Improve Open Library uptime
Feature Request
Open Library has had a lot of downtime over the past ~year. This past month downtime ranged from ~3min to ~130min per day -- that's 0.2% to 9% downtime (with an outlier full day of downtime due to physical hardware issues which are rare and outside of our control). Excluding the outlier, that's an average of 40min (median 32min) of ~downtime.
We would like this to go down. Perhaps a reasonable goal is to an average of ~15min per day (~1% downtime) as a first step.
Note we define "downtime" or "low availability" as a high level of 503s returned, or minutes where the monitoring service is disconnected.
We have already taken some steps to address this issue:
- The primary cause of downtime earlier in the month was due to distributed non-identifying crawlers sidestepping our rate limits and causing performance degradation. We have put in place mitigations to help catch such cases, and have seen improvements to downtime.
- The second cause of downtime was solr saturation due to expensive requests resulting in haproxy queueing. We added solr-side enforced timeouts to many of our queries, blocked certain unintentional expensive queries, and tuned solr's caching.
These changes collectively (excluding the solr timeouts which were done earlier) saw the average down time go from 49min/day to 33min/day from [11-03, 11-17] to [11-18, 12-02] (32% improvement).
The current outstanding causes of our downtime are:
- Frequent but short-lived downtime due to work saturation -- unclear with what; possible IA requests.
- Rare but longer-lasting downtime solr saturation due to other expensive queries via API.
You can see the two cases here. Note the cases where we see high 503s + haproxy queueing, but not slow solr are the first case. And cases where we also see the slow solr red band, are the second case.
Proposal
Breakdown
Related files
Refer to this map of common Endpoints: *
Requirements Checklist
Checklist of requirements that need to be satisfied in order for this issue to be closed:
- [ ]
Stakeholders
Instructions for Contributors
- Before creating a new branch or pushing up changes to a PR, please first run these commands to ensure your repository is up to date, as the pre-commit bot may add commits to your PRs upstream.

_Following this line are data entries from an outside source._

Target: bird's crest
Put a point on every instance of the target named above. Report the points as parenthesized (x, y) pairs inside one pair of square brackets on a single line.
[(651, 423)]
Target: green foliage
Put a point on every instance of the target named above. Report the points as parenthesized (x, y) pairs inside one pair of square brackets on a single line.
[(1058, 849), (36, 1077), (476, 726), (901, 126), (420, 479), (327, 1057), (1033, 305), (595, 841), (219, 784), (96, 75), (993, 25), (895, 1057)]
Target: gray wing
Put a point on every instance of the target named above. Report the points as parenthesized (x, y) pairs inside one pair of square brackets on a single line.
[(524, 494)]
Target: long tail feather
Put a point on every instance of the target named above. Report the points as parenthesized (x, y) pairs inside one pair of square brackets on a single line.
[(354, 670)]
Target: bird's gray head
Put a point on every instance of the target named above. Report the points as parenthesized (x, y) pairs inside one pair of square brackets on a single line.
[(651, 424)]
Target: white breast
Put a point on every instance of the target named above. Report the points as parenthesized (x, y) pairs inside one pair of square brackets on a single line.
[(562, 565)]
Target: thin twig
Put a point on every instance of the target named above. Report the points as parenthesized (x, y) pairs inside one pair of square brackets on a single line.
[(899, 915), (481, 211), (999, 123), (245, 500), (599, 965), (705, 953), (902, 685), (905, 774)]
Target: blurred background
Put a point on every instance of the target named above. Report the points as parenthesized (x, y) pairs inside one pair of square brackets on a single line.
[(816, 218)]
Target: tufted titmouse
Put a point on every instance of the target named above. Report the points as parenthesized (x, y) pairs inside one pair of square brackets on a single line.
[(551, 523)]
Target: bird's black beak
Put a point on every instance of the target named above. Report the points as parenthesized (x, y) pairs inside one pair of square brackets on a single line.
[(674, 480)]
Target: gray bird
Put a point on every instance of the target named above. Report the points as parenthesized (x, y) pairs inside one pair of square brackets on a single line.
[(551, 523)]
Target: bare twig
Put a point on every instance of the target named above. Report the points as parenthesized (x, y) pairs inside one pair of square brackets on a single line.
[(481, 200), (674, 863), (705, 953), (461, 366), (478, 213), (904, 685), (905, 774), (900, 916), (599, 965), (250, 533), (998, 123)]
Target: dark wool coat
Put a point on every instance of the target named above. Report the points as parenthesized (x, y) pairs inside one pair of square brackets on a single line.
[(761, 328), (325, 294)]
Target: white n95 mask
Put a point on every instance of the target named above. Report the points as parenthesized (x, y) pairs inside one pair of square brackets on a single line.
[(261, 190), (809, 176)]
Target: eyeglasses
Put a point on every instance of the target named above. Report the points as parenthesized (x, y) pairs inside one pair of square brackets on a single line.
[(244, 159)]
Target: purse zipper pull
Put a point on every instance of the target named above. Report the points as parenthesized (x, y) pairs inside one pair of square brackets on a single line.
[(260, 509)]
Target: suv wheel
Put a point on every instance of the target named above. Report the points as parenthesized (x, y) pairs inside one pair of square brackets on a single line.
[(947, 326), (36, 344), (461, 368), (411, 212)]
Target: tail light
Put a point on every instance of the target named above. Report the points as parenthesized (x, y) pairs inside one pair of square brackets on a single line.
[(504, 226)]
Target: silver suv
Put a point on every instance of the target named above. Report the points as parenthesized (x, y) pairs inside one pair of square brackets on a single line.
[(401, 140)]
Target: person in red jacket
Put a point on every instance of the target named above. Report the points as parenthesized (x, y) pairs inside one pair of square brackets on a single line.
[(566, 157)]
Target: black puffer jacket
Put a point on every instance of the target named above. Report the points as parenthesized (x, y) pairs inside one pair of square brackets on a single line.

hey @cdrini , here are my proposed changes to combat longer lasting downtimes:
- set _pass_time_allowed to True in the languages.py file, I believe setting it to False is making larger queries clog up the system
- In subjects.py the current publish_year limit for a facet is -1, for bad data like typos this list could be infinitely huge and result in crashing the system, I think setting the publish_year limit to 2000 would capture all legitimate years and stop the list from growing infinitely and crashing the system.
Let me know what you think about this
@saifxyzyz please kindly wait for an issue to be triaged before submitting a PR. Otherwise, our automations do not assign Assignees and otherwise we can't even vouch that an issue is something we're planning to work on.
@mekarpeles apologies, will keep in mind
@cdrini we may want to move this into a 2026 goals doc as it's difficult to act on here, as is. Making you the lead so we can figure next steps.